In full disclosure, this blog post is now in its third major revision. The first version scared the crap out of some people. Their reaction was that I was somehow throwing away 20 years of harping on and on about the importance of data in creating great marketing strategy. I reread the post, and I agree with them. But I won’t backtrack away too far.

You see, I often fear that much has been lost in marketing’s migration to becoming as much a science as an art. The more and more we rely upon data to inform decisions, the less we often trust our most basic of human instincts — our guts. I can’t tell you the number of times I have witnessed teams of people pour over piles of data, only to come to a conclusion that their findings were really no different than what their guts were telling them in the first place.

Why is this?

In my own defense, I have believed forever (as in internet-forever) that data alone never tells a story, never knows an emotion, and rarely knows what’s right and what’s wrong. Data can point you in certain directions, but eventually, you’ve gotta make a call. Making that call is usually a gut decision, now informed by data. We call these calculated risks. Or informed decisions.

What I find striking, however, is how often these decision cycles are increasingly void of creative or gut input from the beginning of the process. We digital marketers are most guilty. We’ve become so heavily dependent upon data that the creative process becomes hijacked from the outset. For example, there’s a big difference between “what does the data say about a consumer” and “what do we think the consumer needs or wants”. The problem is that the data will rarely answer the second question, even though that is our greatest challenge. That’s what I mean by hijacking. We’re allowing data to control an outcome it is often incapable of producing. Informing, yes. Producing, no.

I coach my staff all the time about doing whatever possible to humanize our work. To look for real human stories. To never pour over a spreadsheet to find a real story.
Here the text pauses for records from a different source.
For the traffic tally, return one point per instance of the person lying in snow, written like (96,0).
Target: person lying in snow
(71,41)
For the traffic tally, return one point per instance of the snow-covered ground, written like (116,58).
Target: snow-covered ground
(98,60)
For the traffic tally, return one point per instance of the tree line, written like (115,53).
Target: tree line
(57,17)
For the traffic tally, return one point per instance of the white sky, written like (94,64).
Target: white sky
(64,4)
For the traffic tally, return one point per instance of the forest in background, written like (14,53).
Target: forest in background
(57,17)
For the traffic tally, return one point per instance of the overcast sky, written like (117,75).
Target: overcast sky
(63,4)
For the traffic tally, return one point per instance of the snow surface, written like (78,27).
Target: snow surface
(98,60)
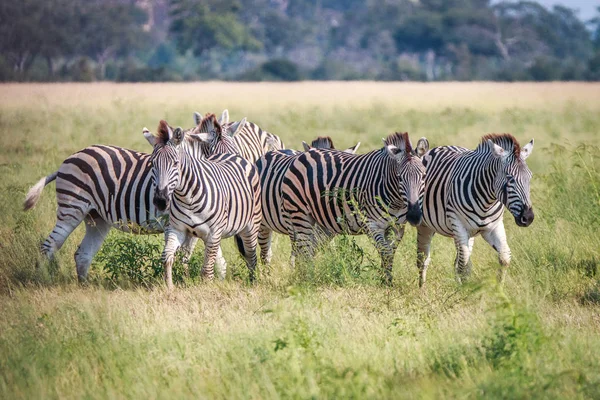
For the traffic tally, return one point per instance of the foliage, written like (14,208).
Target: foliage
(292,40)
(334,332)
(137,259)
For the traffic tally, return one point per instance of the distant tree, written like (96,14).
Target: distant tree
(108,29)
(20,32)
(200,25)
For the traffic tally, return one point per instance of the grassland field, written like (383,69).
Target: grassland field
(328,330)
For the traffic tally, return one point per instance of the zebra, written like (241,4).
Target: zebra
(465,194)
(107,187)
(206,198)
(252,142)
(272,167)
(373,193)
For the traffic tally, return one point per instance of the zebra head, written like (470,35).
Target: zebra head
(513,179)
(165,162)
(325,142)
(410,174)
(218,137)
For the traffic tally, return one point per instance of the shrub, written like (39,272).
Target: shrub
(137,259)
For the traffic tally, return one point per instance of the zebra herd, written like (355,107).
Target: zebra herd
(221,179)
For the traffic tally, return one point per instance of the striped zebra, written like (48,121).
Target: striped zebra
(373,193)
(252,142)
(465,194)
(209,198)
(272,167)
(107,187)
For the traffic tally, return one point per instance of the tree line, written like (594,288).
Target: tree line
(177,40)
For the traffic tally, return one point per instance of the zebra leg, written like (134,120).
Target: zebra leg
(246,243)
(424,236)
(497,239)
(212,247)
(67,219)
(462,264)
(173,240)
(187,248)
(265,235)
(221,264)
(302,236)
(387,250)
(96,230)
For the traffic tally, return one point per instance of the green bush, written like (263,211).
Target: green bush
(136,259)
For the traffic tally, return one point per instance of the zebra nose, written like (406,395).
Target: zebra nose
(414,214)
(526,217)
(160,200)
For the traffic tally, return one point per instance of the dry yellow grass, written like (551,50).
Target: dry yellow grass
(484,96)
(299,334)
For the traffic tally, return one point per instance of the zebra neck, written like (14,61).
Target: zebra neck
(191,182)
(483,182)
(388,188)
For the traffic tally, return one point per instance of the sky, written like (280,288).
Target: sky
(587,8)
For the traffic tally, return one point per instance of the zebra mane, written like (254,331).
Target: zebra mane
(208,123)
(163,131)
(504,140)
(323,142)
(399,140)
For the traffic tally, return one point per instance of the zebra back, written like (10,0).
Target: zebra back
(250,140)
(341,191)
(219,195)
(474,185)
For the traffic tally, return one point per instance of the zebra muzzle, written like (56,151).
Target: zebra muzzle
(526,218)
(161,200)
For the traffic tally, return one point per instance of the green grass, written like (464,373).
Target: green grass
(328,330)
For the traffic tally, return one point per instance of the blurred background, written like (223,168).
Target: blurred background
(290,40)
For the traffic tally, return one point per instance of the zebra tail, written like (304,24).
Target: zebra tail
(36,191)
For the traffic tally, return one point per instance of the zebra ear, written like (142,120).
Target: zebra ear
(353,149)
(202,137)
(149,137)
(197,118)
(224,117)
(422,147)
(178,135)
(526,150)
(498,151)
(235,128)
(394,151)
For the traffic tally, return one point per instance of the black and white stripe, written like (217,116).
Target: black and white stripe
(465,194)
(373,194)
(105,186)
(210,199)
(251,141)
(272,168)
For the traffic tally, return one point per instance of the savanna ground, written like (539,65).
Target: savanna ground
(324,330)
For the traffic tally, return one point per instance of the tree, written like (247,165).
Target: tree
(108,29)
(20,32)
(199,26)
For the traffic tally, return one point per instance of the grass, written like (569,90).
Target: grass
(329,330)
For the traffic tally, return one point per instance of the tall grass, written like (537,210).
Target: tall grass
(328,328)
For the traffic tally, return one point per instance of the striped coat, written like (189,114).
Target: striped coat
(211,198)
(272,168)
(107,187)
(373,193)
(465,195)
(251,141)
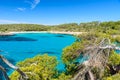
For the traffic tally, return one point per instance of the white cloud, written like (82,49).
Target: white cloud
(2,21)
(33,3)
(21,9)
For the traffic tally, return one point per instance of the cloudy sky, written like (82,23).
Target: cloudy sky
(51,12)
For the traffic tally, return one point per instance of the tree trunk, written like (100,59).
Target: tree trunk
(4,73)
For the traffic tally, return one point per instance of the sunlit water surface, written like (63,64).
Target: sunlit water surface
(27,45)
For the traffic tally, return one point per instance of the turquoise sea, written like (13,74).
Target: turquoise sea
(27,45)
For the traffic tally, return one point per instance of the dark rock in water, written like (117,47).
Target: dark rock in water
(6,34)
(11,38)
(7,68)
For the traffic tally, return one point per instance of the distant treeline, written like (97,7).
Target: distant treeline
(104,27)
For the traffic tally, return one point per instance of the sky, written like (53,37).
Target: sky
(52,12)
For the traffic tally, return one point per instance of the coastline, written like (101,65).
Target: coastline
(54,32)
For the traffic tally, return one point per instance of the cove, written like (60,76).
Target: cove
(20,46)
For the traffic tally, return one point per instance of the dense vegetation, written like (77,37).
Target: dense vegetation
(43,67)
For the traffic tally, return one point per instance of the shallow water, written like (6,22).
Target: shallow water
(27,45)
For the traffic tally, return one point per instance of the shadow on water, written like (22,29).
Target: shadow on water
(7,68)
(12,38)
(49,52)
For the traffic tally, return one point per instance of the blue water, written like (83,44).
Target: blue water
(27,45)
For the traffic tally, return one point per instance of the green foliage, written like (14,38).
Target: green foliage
(70,53)
(63,76)
(114,77)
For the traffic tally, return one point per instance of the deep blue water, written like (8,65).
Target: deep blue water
(22,46)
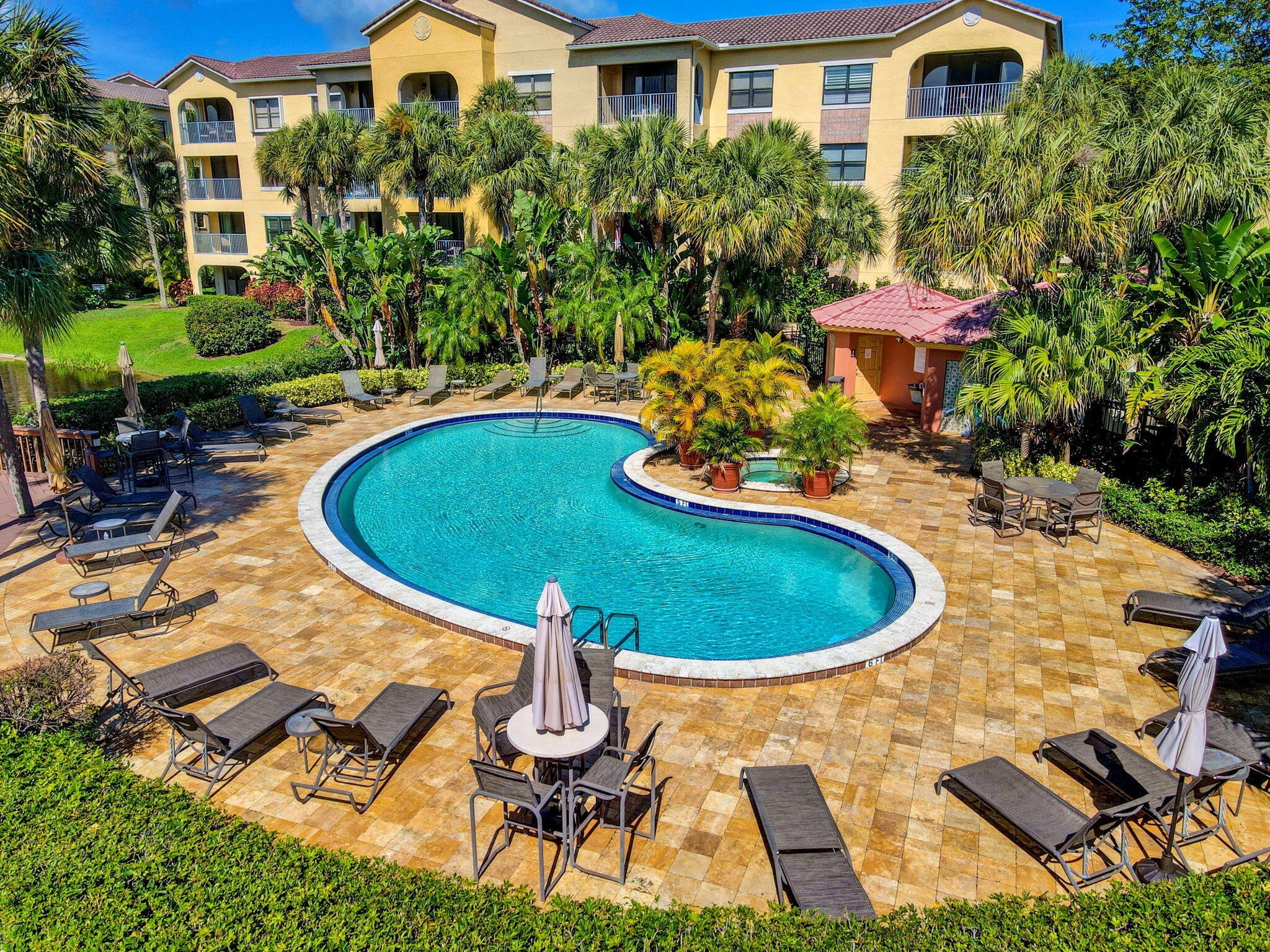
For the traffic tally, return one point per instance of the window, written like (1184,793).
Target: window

It’s not there. The human existence is largely driven by our emotions — fear, lust, love, anger, compassion and so on. And those emotions are felt right in the middle of your guts.

Don’t get me wrong. I love data. Data is the gift that keeps on giving with regards to ongoing insights, measurement of performance, targeting and retargeting, campaign optimization, and a thousand other amazing things wrapped up in jargon we love and overuse. But data isn’t an idea. An idea comes from within your soul. A great agency or a great team is one that provides its people with the opportunity to dig deep within themselves and find an answer about their own human experience. I know I just went all Zen on you. But a group of people in tune with their own human conditions, who can empathize with the people around them (their peers) and those they are attempting to influence (their customers), who are then capable of using data to refine their world views and propel ideas into action, are teams that differentiate from those who wonk-out all day. To me, that’s just a fact.

As the advertising and marketing world scrambles towards hip new trends like programmatic buying and real-time bidding, be aware of who’s actually winning. You can take a creative turd and tweak it from a 0.01% click-through rate to a 0.1% click-through rate, and absolutely no one’s the better for it. Or you can create consumer experiences that hit people right in the gut because they’re 100% real, they reach into their soul, and are attached to their psyche. Simply put, they make their lives better. Then, take those experiences, those stories, those human connections, and real-time bid the crap out of them. Programmatically adjust the last dollar out of them. Target and retarget until you’ve gotten those experiences in front of every relevant person on Earth.

Let’s not let data strip us of our ability to invest our deepest understanding of what it means to be human into our work. Love, fear, hopes, dreams, all of these drive us forward. Don’t let data alone sap you of these most important human connections.